Striking to Fail (Again) in Libya

In the midst of the furor about Donald Trump’s various remarks last week, you may have missed the fact that the United States launched air strikes against Libya starting on August 1. (One of the most unfortunate features of our presidential election cycle is the staggering amount of time and attention that it steals from governing, both in terms of actual policy making and media coverage of the governing that actually does take place in the midst of this electoral circus.) The air strikes will be part of a “sustained operation” to help forces loyal to the (current) Libyan government make a decisive advance on the coastal city of Sirte, which has been the site of fighting between IS and government forces for several weeks.

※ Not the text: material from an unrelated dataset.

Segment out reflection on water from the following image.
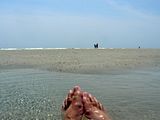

The United States has launched air strikes against Libya a few times since the 2011 intervention that eliminated Qaddafi and his regime. This is the first time, however, that the strikes are being touted as part of a “sustained operation” there. According to public reports, American special operations forces have been advising fighters on the ground in Libya since December. It is unclear whether they are still there and if so how many, but U.S. ground forces are not openly participating in the battle for Sirte. This also constitutes the first time that the United States has openly chosen to back a side (the Government of National Accord or GNA) in what is effectively a Libyan civil war. There are hundreds of rival militias currently fighting for control of Libya and for the opportunity to be the western-backed force that will defeat IS. Even if a temporary attack on IS in Sirte succeeds (a big “if”), it is not clear how this strategy will help to unify the rest of the country. If this operation succeeds, will the United States then help the GNA to wipe out the various factions that do not recognize its authority?

I have written about U.S. policy in Libya many times, both in my book and on this site. I wish I were surprised that the United States has chosen to go down this path again, given the fact that we created the chaos that we are now trying to contain. IS was able find refuge in Libya because the 2011 NATO intervention eliminated the government and showered munitions on the population without any plan for the aftermath. Obama has recently claimed that this failure to plan for the aftermath in Libya was the “worst mistake” of his presidency.[1] Despite this admission, Obama continues to conduct his foreign policy in a way that makes little strategic sense: he has consistently stated that he wants the United States to withdraw from the Middle East, but he has also launched limited strikes against various targets that can at best temporarily quash one problem while generating three more, with 2011 Libya as the classic example.

This unwillingness to plan for a longer occupation is actually part of the plan, because Obama explicitly wants to avoid committing American ground troops to another endless occupation in the Middle East. And therein lies the fundamental flaw with the so-called “Obama Doctrine”: using force in this relatively cheap, limited manner will not generate stable political outcomes. It can (and most likely will) make the situation worse in ways we cannot foresee right now, but it will not make things better over the long run and it will commit American forces to another conflict at a time when we are incapable of terminating any of our rapidly multiplying international commitments.

Someone who is notably not admitting that the Libya intervention was a colossal mistake is the American perhaps most responsible for orchestrating it: Hillary Clinton. Will the next President have a more sensible strategy for American involvement in the Middle East in general and Libya in particular? I am sorry to say that all the evidence currently points to “no.”

 

[1] I can’t say I disagree, although I would also rank the fruitless troop surge in Afghanistan among the worst of his major policy decisions, and the combination of the dozens of bad decisions embodied in the drone campaign should also rank alongside these major errors.